ALULA: Pakistan’s Finance Minister Mohammed Aurangzeb described Saudi Arabia as a “longstanding partner” and emphasized the importance of sustainable, mutually beneficial cooperation, particularly in key economic sectors.

Speaking to Arab News on the sidelines of the AlUla Conference for Emerging Market Economies, Aurangzeb said the relationship between Pakistan and Saudi Arabia remains resilient despite global geopolitical tensions.

“The Kingdom has been a longstanding partner of Pakistan for the longest time, and we are very grateful for how we have been supported through thick and thin, through rough patches and, even now that we have achieved macroeconomic stability, I think we are now well positioned for growth.”

Aurangzeb said the partnership has facilitated investment across several sectors, including minerals and mining, information technology, agriculture, and tourism. He cited an active pipeline of Saudi investments, including Wafi’s entry into Pakistan’s downstream oil and gas sector.
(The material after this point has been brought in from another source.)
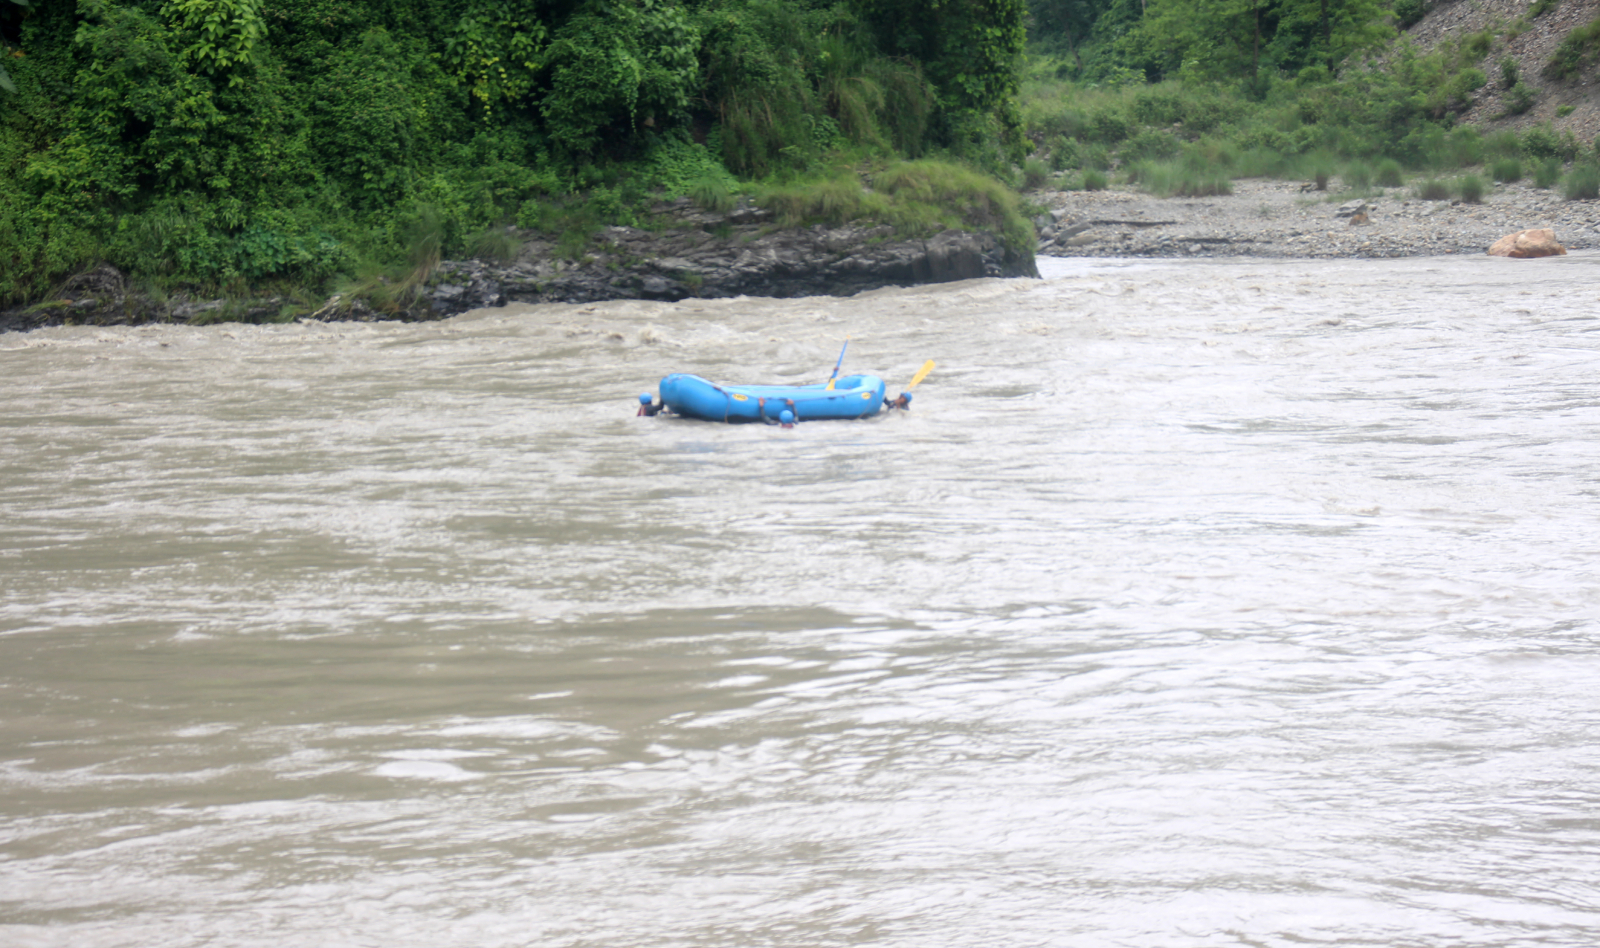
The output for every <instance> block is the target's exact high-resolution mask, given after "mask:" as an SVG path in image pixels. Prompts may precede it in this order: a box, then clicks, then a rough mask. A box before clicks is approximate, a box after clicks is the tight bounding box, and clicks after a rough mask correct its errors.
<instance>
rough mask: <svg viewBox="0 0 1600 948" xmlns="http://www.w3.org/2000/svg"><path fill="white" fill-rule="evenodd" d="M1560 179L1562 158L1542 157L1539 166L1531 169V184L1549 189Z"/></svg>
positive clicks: (1534, 186)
“The Kingdom has been very public about their appetite for the country, and the sectors are minerals and mining, IT, agriculture, tourism; and there are already investments which have come in. For example, Wafi came in (in terms of downstream oil and gas stations). There’s a very active pipeline.”

He said private sector activity is driving growth in these areas, while government-to-government cooperation is focused mainly on infrastructure development.

Acknowledging longstanding investor concerns related to bureaucracy and delays, Aurangzeb said Pakistan has made progress over the past two years through structural reforms and fiscal discipline, alongside efforts to improve the business environment.

“The last two years we have worked very hard in terms of structural reforms, in terms of what I call getting the basic hygiene right, in terms of the fiscal situation, the current economic situation (…) in terms of all those areas of getting the basic hygiene in a good place.”

Aurangzeb highlighted mining and refining as key areas of engagement, including discussions around the Reko Diq project, while stressing that talks with Saudi investors extend beyond individual ventures.

“From my perspective, it’s not just about one mine, the discussions will continue with the Saudi investors on a number of these areas.”

He also pointed to growing cooperation in the IT sector, particularly in artificial intelligence, noting that several Pakistani tech firms are already in discussions with Saudi counterparts or have established offices in the Kingdom.

Referring to recent talks with Saudi Minister of Economy and Planning Faisal Alibrahim, Aurangzeb said Pakistan’s large freelance workforce presents opportunities for deeper collaboration, provided skills development keeps pace with demand.

“I was just with (Saudi) minister of economy and planning, and he was specifically referring to the Pakistani tech talent, and he is absolutely right. We have the third-largest freelancer population in the world, and what we need to do is to ensure that we upscale, rescale, upgrade them.”

Aurangzeb also cited opportunities to benefit from Saudi Arabia’s experience in the energy sector and noted continued cooperation in defense production.

Looking ahead, he said Pakistan aims to recalibrate its relationship with Saudi Arabia toward trade and investment rather than reliance on aid.

“Our prime minister has been very clear that we want to move this entire discussion as we go forward from aid and support to trade and investment.”